As sociedades de propósito específico, frequentes em concessões e parcerias, operam sob arquitetura tributária customizada e precisarão gerir, durante a transição, créditos e débitos de dois regimes simultâneos. O planejamento tributário cuidadoso e a preservação do creditamento amplo são, aqui, condições de viabilidade do equilíbrio originário, e devem integrar a fundamentação técnica de qualquer pleito de revisão.
OS CONTRATOS PRIVADOS DE LONGA DURAÇÃO
Nos contratos privados, o reequilíbrio opera sob a lógica do Código Civil, sem o respaldo do equilíbrio econômico-financeiro constitucional. Aplicam-se a onerosidade excessiva dos arts. 478 a 480 e a teoria da imprevisão. A questão central é se a reforma se qualifica como acontecimento extraordinário e imprevisível. A resposta é sensível ao tempo da contratação. Para contratos anteriores à promulgação da Emenda Constitucional nº 132/2023, a imprevisibilidade é sustentável. Para os celebrados após a regulamentação, quando a configuração já era conhecida, a alegação se enfraquece.

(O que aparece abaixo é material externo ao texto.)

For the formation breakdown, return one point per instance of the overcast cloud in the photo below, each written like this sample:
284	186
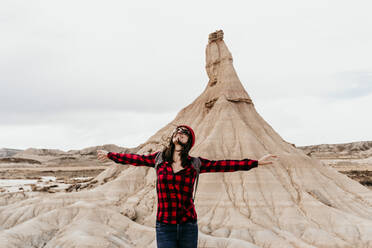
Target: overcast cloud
83	73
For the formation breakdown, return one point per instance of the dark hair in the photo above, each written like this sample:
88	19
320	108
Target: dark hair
169	150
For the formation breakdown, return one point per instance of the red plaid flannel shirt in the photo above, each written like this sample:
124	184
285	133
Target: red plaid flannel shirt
175	190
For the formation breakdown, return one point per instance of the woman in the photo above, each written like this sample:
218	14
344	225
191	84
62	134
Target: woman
176	219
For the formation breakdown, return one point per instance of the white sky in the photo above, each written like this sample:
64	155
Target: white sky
76	73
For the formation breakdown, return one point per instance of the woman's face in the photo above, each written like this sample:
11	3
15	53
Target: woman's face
179	137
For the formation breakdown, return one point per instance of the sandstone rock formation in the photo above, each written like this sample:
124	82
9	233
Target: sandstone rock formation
296	202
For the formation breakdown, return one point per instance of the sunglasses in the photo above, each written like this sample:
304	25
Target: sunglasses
182	130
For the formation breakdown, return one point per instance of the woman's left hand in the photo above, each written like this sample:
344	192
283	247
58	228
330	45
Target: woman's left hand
267	159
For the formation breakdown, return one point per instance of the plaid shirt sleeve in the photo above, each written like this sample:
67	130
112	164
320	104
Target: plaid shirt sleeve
226	165
133	159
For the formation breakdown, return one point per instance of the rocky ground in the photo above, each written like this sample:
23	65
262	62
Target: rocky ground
50	170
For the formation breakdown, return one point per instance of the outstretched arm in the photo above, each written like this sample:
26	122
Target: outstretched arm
233	165
129	158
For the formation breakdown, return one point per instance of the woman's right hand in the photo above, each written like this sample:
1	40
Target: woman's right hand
102	155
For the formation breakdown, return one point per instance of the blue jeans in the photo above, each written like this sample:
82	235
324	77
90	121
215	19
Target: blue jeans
183	235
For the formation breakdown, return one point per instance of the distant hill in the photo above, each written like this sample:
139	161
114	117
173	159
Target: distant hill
8	152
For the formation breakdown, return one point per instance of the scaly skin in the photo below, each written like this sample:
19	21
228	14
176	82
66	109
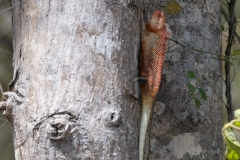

Soma-se a isso a alteração da lógica de formação de preço. Como o IBS e a CBS são cobrados por fora, acrescidos ao preço, cláusulas redigidas com tributos inclusos podem reduzir o preço real do fornecedor, ao passo que cláusulas sem tributos podem elevar o custo do adquirente. A revisão dessas cláusulas, à luz da boa-fé objetiva e do dever de renegociação, é oportunidade tanto defensiva quanto de planejamento.
ESTRATÉGIAS PREVENTIVAS E PROCESSUAIS
A atuação recomendada combina prevenção e litígio. No plano preventivo, a saber, mapear sistematicamente o portfólio contratual, identificar cláusulas sensíveis, inserir fórmulas específicas de reequilíbrio tributário, prever renegociação periódica vinculada aos marcos da implementação e revisar as cláusulas de transferência de tributos e de responsabilidade na cadeia. A mera cláusula geral de reequilíbrio costuma ser insuficiente, exigindo-se fórmulas calculadas.
No plano processual, o pleito de reequilíbrio deve ser tempestivo, formulado durante a vigência do contrato e antes de eventual prorrogação, instruído com demonstração técnica do impacto sobre a equação econômica. Os instrumentos incluem o processo administrativo de revisão perante a Administração ou a agência reguladora, a ação judicial específica e, em contratos de grande porte, a arbitragem, cujas decisões tendem a orientar a evolução da matéria.
A transição da reforma afeta milhares de contratos de longo prazo, mas a ordem jurídica oferece instrumentos robustos de reequilíbrio, o fundamento constitucional do art. 37, XXI, o regime específico dos arts. 374 a 377 da LC nº 214/2025 e as doutrinas civilistas da onerosidade excessiva e da imprevisão. Para concessionários e contratados, a preservação do equilíbrio originário é direito a ser exercido com prova técnica e pleito tempestivo. Para os contratantes privados, a revisão preventiva das cláusulas de preço é medida de prudência. Em ambos os casos, a antecipação é mais vantajosa do que a reação tardia.
REFERÊNCIAS
BRASIL. Constituição da República Federativa do Brasil de 1988, art. 37, XXI.
BRASIL. Lei nº 8.987, de 1995, art. 9º. BRASIL. Lei nº 14.133, de 2021, arts. 124 a 134.
BRASIL. Lei Complementar nº 214, de 2025, arts. 374 a 377.
BRASIL. Código Civil (Lei nº 10.406/2002), arts. 478 a 480.